Besides academics, he has much to say about the social life at Harvard, which he feels has undergone a momentous change since his days in the Yard.

“My impression is that we had more planned social events. There were freshman dances, mixers, and jolly-ups with the Radcliffe girls. The girls from Simmons and Wellesley came by buses. There was a freshman jubilee in the spring at Annenberg. Social life was more organized,” he says, contrasting this to the ubiquitous smaller room parties at the College today.

Malkin had slightly different motives from the rest of the spouse-seeking undergraduates, though, since he married his childhood sweetheart, Isabel Wein, the summer after his graduation. Wein attended Bradford Junior College while he was at Harvard.

“She was 18 and I was 21, and you could say I was very slow, because we’d known each other for 10 years,” he says, laughing.

According to a classmate, Malkin was approachable and personable in his student days.

Stephen E. Banker ’55, who lived across the hall from Malkin in Wigglesworth freshman year and has remained in touch with Malkin since, remembers him as an avid golf player and an outgoing and congenial personality.

“He was helpful, kind, and generous,” Banker says. “He was very approachable. That was characteristic of him then, as a freshman, and now.”

TRUMPING THE EMPIRE STATE

Malkin remained at Harvard immediately after graduation, receiving his degree from HLS in 1958.

The bulk of his career since then has been dedicated to real estate development in New York, where he is one of the partners of Wein & Malkin, LLP.

Malkin partnered with his father-in-law, who had in the 1930s developed the practice of real estate syndication in New York, and has since become one of the most formidable forces in the city’s real estate industry. Wein & Malkin owns several large properties in midtown Manhattan, including the Empire State Building, purchased in 2002. Malkin and his associates bought the building for $57.5 million from Donald Trump, after several years of bitter legal battles with Trump and his co-investor, Hideki Yokoi.
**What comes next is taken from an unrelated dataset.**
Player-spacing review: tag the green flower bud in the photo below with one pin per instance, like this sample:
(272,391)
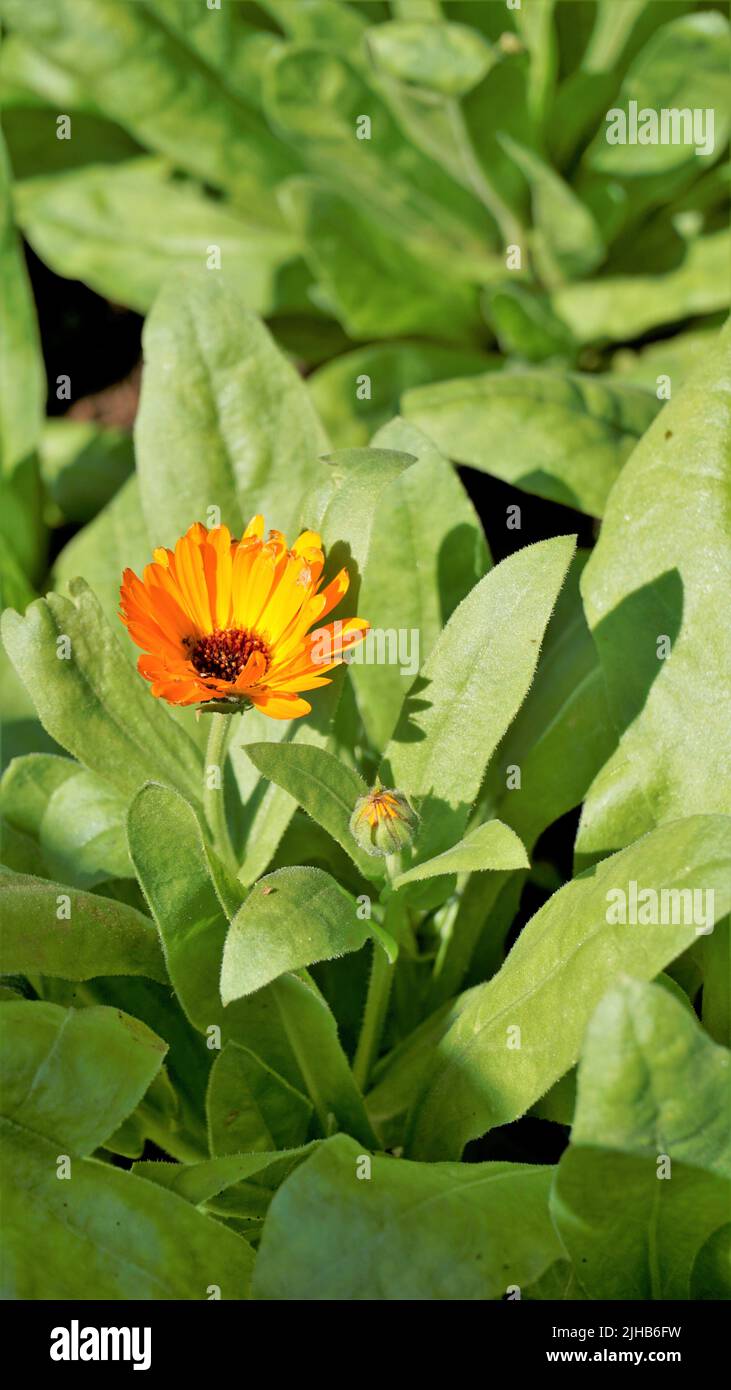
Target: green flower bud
(384,822)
According to Banker, Malkin has joked that Bill Gates, Class of 1977, who lived in the same freshman dorm room as Malkin had lived fifteen years earlier, achieved his success “from the dust [Malkin] left behind.”

Malkin has also devoted much of his career to philanthropy, and has made a point of attracting high-level business-people to charitable causes.

Five years ago, Malkin co-founded the Committee to Encourage Corporate Philanthropy­—whose membership consists of about 150 CEOs of top companies internationally—with John C. Whitehead and actor Paul Newman. According to the committee’s website, the members’ companies have accounted for about 45 percent of reported corporate giving.

GIVING BACK

Malkin says he will continue to support the University, and expresses his strong admiration for University President Lawrence H. Summers.

“I really support him. He’s doing some great work revising the curriculum, cutting back on grade inflation, spending more time teaching, developing new courses, freshman seminars,” he says.

Malkin is currently co-chair of the Reunion Gift campaign of the Class of 1955. He is director of the Harvard Alumni Association and is on the Board of Overseers. He is also on the Dean’s Council at the Kennedy School of Government, which he chairs, as well as that of HLS.

Malkin also contributed to the renovation of the MAC facilities in 1985, a gift that led Harvard to rename the athletic center after him. Before Malkin’s contribution to the renovation, women’s lockers and the ballet and martial arts facilities did not exist and the weight room was outdated.

“I understand it has also now become a place to meet and chat with other undergraduates,” he says of the MAC, with perceptible satisfaction.

Next year, Malkin will take on another commitment to the gym. In the off-season, $16 million will be spent to make some improvements to the MAC, including more air-conditioning. Malkin’s company has created a matching fund whereby all gifts are doubled, he says.